# What's the integral of int (tanx)^8 ?

Jun 7, 2016

${\tan}^{7} \frac{x}{7} - {\tan}^{5} \frac{x}{5} + {\tan}^{3} \frac{x}{3} - \tan x + x + K$

#### Explanation:

First, to prevent loss in presentation marks, we always tag on the $\mathrm{dx}$ on the end of the integral. That is, our goal is to find $\int \left({\tan}^{8} x\right) \mathrm{dx}$.

Notice that ${\tan}^{8} x = {\tan}^{6} x {\tan}^{2} x = {\tan}^{6} x \left({\sec}^{2} x - 1\right) = {\tan}^{6} x {\sec}^{2} x - {\tan}^{6} x$

Then $\int \left({\tan}^{8} x\right) \mathrm{dx} = \int \left({\tan}^{6} x\right) \left({\sec}^{2} x\right) \mathrm{dx} - \int \left({\tan}^{6} x\right) \mathrm{dx}$

To solve the first integral, we let $u = \tan x$ which implies that $\mathrm{du} = {\sec}^{2} x \mathrm{dx}$, thus the integral is simplified to

$\int {u}^{6} \mathrm{du} = {u}^{7} / 7 + K = {\tan}^{7} \frac{x}{7} + K$.

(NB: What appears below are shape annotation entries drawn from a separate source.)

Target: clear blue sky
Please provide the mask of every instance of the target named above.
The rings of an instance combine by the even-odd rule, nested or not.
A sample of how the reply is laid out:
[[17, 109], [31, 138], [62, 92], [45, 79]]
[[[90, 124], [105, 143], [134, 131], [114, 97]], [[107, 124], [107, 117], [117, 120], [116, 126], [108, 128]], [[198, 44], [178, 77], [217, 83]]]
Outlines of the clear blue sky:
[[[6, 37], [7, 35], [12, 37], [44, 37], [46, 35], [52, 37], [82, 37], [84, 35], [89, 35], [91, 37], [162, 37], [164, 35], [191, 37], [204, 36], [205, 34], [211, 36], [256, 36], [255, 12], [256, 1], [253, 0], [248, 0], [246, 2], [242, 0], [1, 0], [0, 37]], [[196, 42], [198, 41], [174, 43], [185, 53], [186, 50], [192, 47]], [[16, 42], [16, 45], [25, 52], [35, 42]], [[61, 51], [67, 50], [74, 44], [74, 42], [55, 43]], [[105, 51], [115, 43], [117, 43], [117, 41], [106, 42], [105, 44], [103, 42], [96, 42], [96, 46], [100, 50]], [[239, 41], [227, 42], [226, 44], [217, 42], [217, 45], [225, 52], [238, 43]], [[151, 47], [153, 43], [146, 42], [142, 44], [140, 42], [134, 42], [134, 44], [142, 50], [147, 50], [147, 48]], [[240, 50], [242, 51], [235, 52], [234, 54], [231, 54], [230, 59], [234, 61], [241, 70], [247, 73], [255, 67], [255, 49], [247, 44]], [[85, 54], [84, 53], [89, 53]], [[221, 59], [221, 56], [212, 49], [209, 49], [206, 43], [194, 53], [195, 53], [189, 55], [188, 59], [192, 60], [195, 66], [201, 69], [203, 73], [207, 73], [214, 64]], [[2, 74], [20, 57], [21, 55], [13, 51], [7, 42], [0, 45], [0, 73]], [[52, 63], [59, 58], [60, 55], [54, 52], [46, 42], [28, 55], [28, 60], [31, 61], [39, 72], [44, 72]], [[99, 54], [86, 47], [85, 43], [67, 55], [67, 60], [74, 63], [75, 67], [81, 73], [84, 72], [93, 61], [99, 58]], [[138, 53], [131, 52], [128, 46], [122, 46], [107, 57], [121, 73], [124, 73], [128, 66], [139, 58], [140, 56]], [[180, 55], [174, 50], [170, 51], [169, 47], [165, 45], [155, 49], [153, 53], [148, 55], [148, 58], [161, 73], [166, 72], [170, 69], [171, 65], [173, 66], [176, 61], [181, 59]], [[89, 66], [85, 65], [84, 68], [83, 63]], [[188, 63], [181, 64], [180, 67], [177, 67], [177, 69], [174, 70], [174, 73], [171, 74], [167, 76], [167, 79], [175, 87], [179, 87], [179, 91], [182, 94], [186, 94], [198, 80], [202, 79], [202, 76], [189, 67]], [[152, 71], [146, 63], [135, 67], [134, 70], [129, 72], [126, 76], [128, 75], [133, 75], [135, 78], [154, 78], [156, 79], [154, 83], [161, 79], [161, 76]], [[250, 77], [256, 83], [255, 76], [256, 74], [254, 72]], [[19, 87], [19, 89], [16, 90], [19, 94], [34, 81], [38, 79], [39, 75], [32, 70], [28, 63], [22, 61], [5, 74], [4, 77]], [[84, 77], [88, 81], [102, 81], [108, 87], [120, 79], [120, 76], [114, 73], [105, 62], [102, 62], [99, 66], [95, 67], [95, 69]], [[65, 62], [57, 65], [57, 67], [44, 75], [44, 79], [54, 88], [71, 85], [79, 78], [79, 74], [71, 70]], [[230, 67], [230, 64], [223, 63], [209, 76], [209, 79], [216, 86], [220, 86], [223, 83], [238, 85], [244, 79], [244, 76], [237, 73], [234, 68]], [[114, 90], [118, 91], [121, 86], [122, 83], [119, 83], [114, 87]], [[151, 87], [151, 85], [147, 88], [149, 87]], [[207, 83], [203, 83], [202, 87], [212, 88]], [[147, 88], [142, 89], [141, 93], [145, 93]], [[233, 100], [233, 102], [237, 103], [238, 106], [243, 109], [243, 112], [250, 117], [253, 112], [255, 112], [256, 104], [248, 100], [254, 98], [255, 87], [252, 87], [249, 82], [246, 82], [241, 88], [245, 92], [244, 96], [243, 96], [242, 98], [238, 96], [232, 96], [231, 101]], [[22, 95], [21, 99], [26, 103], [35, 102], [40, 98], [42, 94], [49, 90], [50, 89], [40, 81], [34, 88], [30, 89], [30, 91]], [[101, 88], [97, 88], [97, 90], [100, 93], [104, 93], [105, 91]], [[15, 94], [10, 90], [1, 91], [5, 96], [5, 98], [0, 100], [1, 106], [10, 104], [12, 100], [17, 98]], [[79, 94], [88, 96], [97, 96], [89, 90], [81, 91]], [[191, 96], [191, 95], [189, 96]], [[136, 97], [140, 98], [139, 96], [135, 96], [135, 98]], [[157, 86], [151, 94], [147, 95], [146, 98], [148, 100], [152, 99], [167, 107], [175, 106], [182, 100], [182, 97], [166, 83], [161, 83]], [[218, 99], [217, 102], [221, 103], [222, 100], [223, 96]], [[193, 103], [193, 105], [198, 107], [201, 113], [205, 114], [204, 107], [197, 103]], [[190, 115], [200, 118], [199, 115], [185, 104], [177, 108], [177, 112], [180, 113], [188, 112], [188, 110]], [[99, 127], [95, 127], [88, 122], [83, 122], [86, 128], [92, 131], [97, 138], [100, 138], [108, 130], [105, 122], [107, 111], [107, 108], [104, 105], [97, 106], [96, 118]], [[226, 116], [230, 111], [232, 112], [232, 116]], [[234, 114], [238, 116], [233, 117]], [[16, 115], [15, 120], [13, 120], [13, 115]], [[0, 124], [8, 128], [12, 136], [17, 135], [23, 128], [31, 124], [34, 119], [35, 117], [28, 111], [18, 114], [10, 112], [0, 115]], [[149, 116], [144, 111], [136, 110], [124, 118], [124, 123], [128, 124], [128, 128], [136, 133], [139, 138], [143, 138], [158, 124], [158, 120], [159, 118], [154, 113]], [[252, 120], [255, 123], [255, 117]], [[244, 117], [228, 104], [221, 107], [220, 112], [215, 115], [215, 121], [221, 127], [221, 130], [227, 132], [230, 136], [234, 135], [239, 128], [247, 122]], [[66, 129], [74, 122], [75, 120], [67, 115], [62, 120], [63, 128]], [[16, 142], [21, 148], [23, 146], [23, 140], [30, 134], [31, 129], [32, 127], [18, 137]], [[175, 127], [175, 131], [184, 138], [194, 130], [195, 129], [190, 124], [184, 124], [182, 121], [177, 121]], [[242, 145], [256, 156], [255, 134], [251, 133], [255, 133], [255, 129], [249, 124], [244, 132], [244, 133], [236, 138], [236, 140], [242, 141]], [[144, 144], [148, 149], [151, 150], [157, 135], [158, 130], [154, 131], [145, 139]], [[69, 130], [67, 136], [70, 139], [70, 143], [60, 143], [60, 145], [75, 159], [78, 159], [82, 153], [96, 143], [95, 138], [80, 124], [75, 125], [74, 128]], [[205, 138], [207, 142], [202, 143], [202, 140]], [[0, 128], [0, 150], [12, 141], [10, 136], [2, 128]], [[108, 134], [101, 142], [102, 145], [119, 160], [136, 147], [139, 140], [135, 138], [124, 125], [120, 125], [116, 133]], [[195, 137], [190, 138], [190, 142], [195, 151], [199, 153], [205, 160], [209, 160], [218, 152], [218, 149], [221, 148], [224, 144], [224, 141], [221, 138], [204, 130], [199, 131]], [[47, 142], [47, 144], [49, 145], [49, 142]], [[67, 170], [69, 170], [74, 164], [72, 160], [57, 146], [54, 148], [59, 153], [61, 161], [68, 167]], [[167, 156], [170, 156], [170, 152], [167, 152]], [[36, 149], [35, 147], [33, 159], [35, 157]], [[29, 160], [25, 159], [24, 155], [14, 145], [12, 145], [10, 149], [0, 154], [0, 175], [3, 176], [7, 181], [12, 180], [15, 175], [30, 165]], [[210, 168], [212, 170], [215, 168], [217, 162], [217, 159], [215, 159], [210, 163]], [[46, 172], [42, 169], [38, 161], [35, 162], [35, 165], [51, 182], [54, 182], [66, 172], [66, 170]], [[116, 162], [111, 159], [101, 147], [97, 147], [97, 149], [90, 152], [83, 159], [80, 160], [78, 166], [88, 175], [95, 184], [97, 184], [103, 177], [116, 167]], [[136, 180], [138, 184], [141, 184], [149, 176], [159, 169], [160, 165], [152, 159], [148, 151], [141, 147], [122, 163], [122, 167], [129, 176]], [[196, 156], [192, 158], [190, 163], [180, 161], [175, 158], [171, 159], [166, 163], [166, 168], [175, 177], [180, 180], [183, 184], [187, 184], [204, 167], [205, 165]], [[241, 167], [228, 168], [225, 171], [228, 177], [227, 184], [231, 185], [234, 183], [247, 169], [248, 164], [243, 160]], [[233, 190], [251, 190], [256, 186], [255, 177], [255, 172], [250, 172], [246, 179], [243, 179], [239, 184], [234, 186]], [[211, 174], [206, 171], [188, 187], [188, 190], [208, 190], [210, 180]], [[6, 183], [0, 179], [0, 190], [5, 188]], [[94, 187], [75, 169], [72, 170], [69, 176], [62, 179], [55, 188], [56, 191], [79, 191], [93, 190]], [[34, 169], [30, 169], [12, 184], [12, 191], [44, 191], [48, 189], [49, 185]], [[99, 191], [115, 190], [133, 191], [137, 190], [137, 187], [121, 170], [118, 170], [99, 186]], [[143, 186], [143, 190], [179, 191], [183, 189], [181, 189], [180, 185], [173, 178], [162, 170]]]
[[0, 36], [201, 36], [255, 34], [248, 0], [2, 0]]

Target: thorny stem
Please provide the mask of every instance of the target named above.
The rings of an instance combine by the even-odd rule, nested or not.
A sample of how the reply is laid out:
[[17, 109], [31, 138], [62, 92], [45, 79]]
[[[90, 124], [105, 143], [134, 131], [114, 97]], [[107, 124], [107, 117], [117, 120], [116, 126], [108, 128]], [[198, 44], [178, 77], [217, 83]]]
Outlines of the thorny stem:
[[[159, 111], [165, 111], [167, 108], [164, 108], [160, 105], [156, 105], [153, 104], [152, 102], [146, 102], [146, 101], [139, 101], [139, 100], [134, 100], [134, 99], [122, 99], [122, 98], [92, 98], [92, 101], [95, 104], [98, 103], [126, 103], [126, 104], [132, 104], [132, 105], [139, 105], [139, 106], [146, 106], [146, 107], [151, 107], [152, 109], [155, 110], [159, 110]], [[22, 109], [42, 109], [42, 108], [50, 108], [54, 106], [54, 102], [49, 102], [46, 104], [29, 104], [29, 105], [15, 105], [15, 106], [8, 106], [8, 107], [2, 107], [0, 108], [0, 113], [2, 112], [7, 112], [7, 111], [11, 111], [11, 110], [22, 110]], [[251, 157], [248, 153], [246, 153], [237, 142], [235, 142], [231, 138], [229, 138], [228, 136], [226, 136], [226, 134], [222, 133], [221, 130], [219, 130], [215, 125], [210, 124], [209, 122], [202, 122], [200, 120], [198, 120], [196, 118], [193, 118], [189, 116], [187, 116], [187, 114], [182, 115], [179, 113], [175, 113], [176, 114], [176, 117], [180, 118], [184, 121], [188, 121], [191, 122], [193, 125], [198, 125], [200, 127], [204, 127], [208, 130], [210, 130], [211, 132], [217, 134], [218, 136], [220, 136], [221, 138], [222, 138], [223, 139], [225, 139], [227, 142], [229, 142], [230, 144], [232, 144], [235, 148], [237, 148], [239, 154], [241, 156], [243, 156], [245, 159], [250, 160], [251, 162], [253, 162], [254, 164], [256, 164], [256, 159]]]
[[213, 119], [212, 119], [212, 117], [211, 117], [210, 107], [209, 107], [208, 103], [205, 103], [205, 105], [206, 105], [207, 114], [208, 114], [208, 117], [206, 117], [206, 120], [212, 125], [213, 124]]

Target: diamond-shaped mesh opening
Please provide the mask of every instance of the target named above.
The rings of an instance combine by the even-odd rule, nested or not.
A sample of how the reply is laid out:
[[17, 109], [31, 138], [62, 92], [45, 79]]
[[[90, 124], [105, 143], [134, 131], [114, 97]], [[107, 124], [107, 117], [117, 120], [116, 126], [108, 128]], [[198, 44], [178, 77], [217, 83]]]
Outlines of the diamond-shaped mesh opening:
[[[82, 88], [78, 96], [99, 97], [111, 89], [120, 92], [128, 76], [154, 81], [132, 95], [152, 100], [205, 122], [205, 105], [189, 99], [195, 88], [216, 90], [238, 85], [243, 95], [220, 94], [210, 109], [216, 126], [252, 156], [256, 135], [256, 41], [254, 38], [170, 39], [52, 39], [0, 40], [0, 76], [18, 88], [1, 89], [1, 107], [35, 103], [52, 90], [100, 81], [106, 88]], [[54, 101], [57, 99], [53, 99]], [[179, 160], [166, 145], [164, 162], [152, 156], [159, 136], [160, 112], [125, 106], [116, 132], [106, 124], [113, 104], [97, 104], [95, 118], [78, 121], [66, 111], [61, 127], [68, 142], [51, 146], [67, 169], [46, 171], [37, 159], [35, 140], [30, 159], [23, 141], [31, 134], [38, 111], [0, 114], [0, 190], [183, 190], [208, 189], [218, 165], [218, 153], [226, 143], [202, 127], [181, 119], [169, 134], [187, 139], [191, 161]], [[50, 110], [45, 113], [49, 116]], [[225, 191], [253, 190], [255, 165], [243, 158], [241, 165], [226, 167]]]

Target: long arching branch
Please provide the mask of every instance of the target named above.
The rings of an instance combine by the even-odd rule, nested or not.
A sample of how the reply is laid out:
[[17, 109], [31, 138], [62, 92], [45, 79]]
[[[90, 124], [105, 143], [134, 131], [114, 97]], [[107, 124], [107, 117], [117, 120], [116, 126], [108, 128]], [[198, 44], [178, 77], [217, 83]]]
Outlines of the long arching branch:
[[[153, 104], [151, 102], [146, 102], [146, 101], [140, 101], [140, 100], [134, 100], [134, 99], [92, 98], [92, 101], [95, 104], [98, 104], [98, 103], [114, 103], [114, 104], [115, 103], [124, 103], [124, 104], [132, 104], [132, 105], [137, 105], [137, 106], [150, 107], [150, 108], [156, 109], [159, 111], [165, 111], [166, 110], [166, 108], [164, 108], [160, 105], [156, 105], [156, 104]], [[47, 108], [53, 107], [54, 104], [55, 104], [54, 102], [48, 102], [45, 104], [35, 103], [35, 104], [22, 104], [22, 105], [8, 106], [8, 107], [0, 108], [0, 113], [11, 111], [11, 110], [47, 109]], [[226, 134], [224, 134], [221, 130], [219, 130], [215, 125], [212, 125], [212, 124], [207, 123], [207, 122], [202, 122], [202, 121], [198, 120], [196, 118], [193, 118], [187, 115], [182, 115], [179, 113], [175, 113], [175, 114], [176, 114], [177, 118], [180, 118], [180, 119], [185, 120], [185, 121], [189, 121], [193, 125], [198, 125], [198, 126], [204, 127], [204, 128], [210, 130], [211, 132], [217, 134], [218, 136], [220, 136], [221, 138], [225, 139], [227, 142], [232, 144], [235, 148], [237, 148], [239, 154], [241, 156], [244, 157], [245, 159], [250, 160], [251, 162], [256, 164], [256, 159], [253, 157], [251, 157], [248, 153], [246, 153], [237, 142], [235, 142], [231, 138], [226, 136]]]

Using similar methods to find $\int \left({\tan}^{6} x\right) \mathrm{dx}$, $\int \left({\tan}^{4} x\right) \mathrm{dx}$ and $\int \left({\tan}^{2} x\right) \mathrm{dx}$, we derive that

$\int \left({\tan}^{8} x\right) \mathrm{dx} = {\tan}^{7} \frac{x}{7} - {\tan}^{5} \frac{x}{5} + {\tan}^{3} \frac{x}{3} - \tan x + x + K$

For a slightly shorter method, we use the method of reduction formulae. Consider the general integral ${I}_{n} = \int \left({\tan}^{n} x\right) \mathrm{dx}$. Using the same trigonometric identity, we find that

$\int \left({\tan}^{n} x\right) \mathrm{dx} = \int \left({\tan}^{n - 2} x\right) \left({\sec}^{2} x\right) \mathrm{dx} - \int \left({\tan}^{n - 2} x\right) \mathrm{dx}$

which stands to reason that ${I}_{n} = {\tan}^{n - 1} \frac{x}{n - 1} - {I}_{n - 2}$.

All we now need to do is find ${I}_{8}$, which in turn requires us to find ${I}_{6}$, ${I}_{4}$, ${I}_{2}$ and ${I}_{0}$ respectively.

${I}_{0}$ is fairly easy, since $\int \left({\tan}^{0} x\right) \mathrm{dx} = \int 1 \mathrm{dx} = x + K$.

Using the formulae given $\left({I}_{n} = {\tan}^{n - 1} \frac{x}{n - 1} - {I}_{n - 2}\right)$, we can find everything else.

${I}_{2} = \tan x - {I}_{0} = \tan x - x - K$

${I}_{4} = {\tan}^{3} \frac{x}{3} - {I}_{2} = {\tan}^{3} \frac{x}{3} - \tan x + x + K$

${I}_{6} = {\tan}^{5} \frac{x}{5} - {I}_{4} = {\tan}^{5} \frac{x}{5} - {\tan}^{3} \frac{x}{3} + \tan x - x - K$

${I}_{8} = {\tan}^{7} \frac{x}{7} - {I}_{6} = {\tan}^{7} \frac{x}{7} - {\tan}^{5} \frac{x}{5} + {\tan}^{3} \frac{x}{3} - \tan x + x + K$

Therefore, $\int \left({\tan}^{8} x\right) \mathrm{dx} = {\tan}^{7} \frac{x}{7} - {\tan}^{5} \frac{x}{5} + {\tan}^{3} \frac{x}{3} - \tan x + x + K$